Thomas Strobl
Thomas Strobl. (Foto: Sebastian Gollnow/Archiv / DPA)
Deutsche Presse-Agentur

Baden-Württembergs Innenminister Thomas Strobl (CDU) hat Kritik der türkischen Regierung nach der angeblichen Misshandlung eines türkischstämmigen Demonstranten in Stuttgart zurückgewiesen. „Ich stehe hinter unserer Polizei und ihrer Arbeit“, sagte er der „Stuttgarter Zeitung“ und den „Stuttgarter Nachrichten“ (Mittwoch). Das Verfahren in dem vorliegenden Fall laufe, wie sich das in einem Rechtsstaat gehöre, so Strobl. Das beinhalte, dass staatliches Handeln regelmäßig durch unabhängige Instanzen überprüft werde.

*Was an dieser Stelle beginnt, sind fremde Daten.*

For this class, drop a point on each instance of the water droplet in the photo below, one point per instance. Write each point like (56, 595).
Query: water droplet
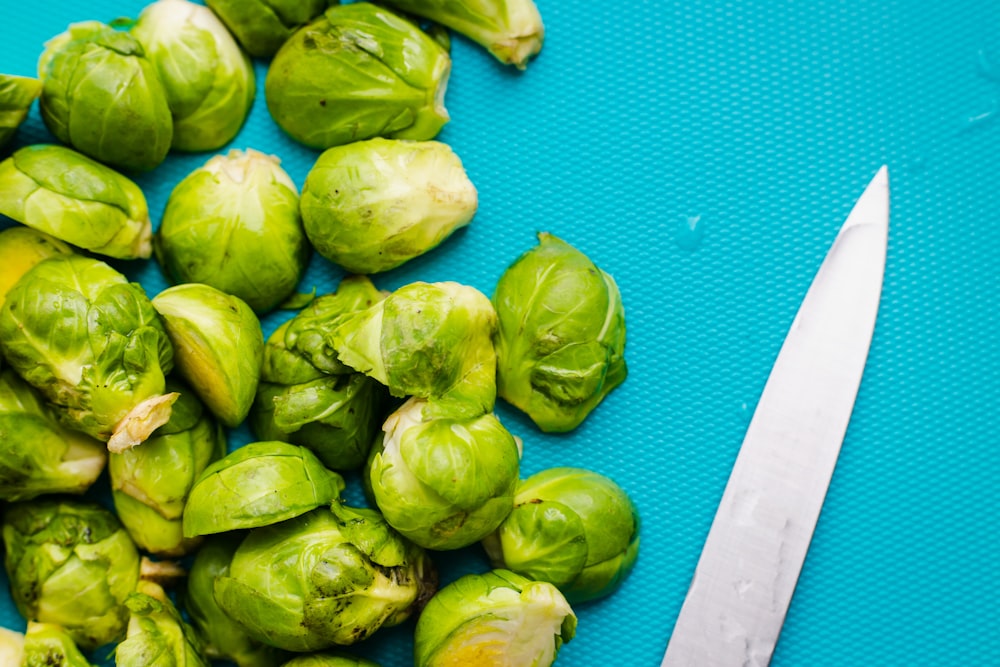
(689, 231)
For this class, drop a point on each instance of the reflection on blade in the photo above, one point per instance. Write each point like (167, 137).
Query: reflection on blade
(758, 540)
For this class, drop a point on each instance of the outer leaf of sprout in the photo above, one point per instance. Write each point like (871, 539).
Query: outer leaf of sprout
(256, 485)
(208, 80)
(61, 192)
(356, 72)
(497, 618)
(372, 205)
(92, 343)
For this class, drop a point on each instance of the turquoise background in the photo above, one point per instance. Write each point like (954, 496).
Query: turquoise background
(705, 153)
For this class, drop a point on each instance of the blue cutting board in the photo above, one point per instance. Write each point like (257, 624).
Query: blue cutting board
(705, 153)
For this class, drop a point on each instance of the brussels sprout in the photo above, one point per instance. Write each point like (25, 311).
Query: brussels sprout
(60, 192)
(91, 342)
(511, 30)
(332, 576)
(234, 224)
(306, 396)
(444, 483)
(571, 527)
(258, 484)
(208, 80)
(432, 340)
(218, 346)
(17, 94)
(101, 95)
(11, 647)
(561, 343)
(329, 660)
(37, 454)
(49, 645)
(496, 618)
(150, 483)
(222, 637)
(20, 249)
(70, 563)
(262, 26)
(358, 71)
(157, 635)
(371, 205)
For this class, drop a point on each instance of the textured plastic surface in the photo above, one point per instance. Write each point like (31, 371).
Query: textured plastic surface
(705, 154)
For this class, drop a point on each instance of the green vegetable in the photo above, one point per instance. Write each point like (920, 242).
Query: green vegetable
(218, 346)
(561, 343)
(511, 30)
(11, 647)
(356, 72)
(91, 342)
(37, 454)
(332, 576)
(571, 527)
(262, 26)
(222, 637)
(71, 563)
(20, 249)
(432, 340)
(496, 618)
(256, 485)
(371, 205)
(329, 660)
(306, 396)
(65, 194)
(442, 482)
(234, 224)
(208, 80)
(17, 94)
(102, 96)
(150, 483)
(49, 645)
(157, 635)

Kritik vom Außenminister und von Erdogan

Die türkische staatliche Nachrichtenagentur Anadolu hatte gemeldet, ein Demonstrant sei von der Polizei „misshandelt“ worden, als er gegen eine Demonstration von „Anhängern der separatistischen Terrororganisation“ in Stuttgart protestiert habe. „Ich verurteile hier scharf die deutsche Polizei, die nicht Gewalt an Terroristen, sondern an unserem Bürger angewendet hat, der sich den Terroristen widersetzt hat“, sagte der türkische Ministerpräsident Binali Yildirim am Montag in Ankara. Auch der türkische Staatspräsident Recep Tayyip Erdogan übte Kritik an der Stuttgarter Polizei.

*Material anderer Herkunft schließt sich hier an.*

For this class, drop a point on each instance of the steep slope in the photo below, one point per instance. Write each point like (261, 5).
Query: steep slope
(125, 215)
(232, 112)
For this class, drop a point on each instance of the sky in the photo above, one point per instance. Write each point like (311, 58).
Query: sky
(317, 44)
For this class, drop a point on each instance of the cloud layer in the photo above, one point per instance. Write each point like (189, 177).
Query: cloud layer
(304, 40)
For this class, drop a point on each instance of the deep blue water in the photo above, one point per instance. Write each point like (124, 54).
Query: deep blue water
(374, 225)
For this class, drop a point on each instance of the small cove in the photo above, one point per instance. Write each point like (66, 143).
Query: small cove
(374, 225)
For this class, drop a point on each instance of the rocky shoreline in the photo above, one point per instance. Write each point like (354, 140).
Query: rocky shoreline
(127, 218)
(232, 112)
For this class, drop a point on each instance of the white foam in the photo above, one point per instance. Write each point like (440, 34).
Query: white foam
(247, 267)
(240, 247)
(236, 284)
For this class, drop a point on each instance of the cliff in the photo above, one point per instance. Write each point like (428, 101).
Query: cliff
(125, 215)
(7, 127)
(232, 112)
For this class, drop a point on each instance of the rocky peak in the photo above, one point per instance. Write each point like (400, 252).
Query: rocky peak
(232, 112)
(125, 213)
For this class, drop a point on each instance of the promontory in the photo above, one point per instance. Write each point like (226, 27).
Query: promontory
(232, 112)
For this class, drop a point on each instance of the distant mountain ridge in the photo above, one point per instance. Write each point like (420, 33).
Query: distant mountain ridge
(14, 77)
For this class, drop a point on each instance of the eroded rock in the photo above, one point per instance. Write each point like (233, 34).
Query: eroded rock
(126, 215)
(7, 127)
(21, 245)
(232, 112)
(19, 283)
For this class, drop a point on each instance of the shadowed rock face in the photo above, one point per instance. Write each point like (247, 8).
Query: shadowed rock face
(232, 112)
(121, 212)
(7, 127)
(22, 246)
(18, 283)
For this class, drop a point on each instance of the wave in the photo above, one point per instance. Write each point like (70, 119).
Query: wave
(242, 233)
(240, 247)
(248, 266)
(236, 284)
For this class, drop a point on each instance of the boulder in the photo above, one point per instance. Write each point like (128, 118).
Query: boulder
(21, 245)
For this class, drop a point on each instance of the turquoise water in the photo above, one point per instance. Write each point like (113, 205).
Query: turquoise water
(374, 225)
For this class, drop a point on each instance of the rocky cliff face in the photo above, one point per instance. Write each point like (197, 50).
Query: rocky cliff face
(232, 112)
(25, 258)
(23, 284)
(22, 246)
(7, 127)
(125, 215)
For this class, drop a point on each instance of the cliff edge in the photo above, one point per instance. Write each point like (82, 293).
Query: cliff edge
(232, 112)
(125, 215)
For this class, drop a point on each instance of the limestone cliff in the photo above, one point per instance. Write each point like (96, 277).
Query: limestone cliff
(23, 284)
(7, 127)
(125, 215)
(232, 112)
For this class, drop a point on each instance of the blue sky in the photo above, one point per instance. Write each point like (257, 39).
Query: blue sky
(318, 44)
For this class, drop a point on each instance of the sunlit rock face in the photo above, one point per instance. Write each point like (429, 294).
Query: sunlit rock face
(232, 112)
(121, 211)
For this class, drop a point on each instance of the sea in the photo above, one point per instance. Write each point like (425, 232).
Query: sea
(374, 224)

Wegen Widersetzung "zu Boden gelegt"

„Wir leben in einem Rechtsstaat, in dem wir es übrigens keinesfalls akzeptieren, dass Konflikte aus anderen Ländern auf unserem Boden mit Gewalt ausgetragen werden“, sagte Strobl den Zeitungen weiter. Ein Sprecher der Stuttgarter Polizei hatte am Montag erklärt, am Rande einer Demonstration von 30 Kurden sei es am Samstag zu Beleidigungen und Handgreiflichkeiten gekommen. Ein 39 Jahre alter Deutscher türkischer Herkunft sei als Provokateur ausgemacht und von der Polizei zur Feststellung der Personalien festgehalten worden.

Da er sich widersetzt habe, sei er „zu Boden gelegt“ worden. Der Mann sei „mitnichten misshandelt“ worden.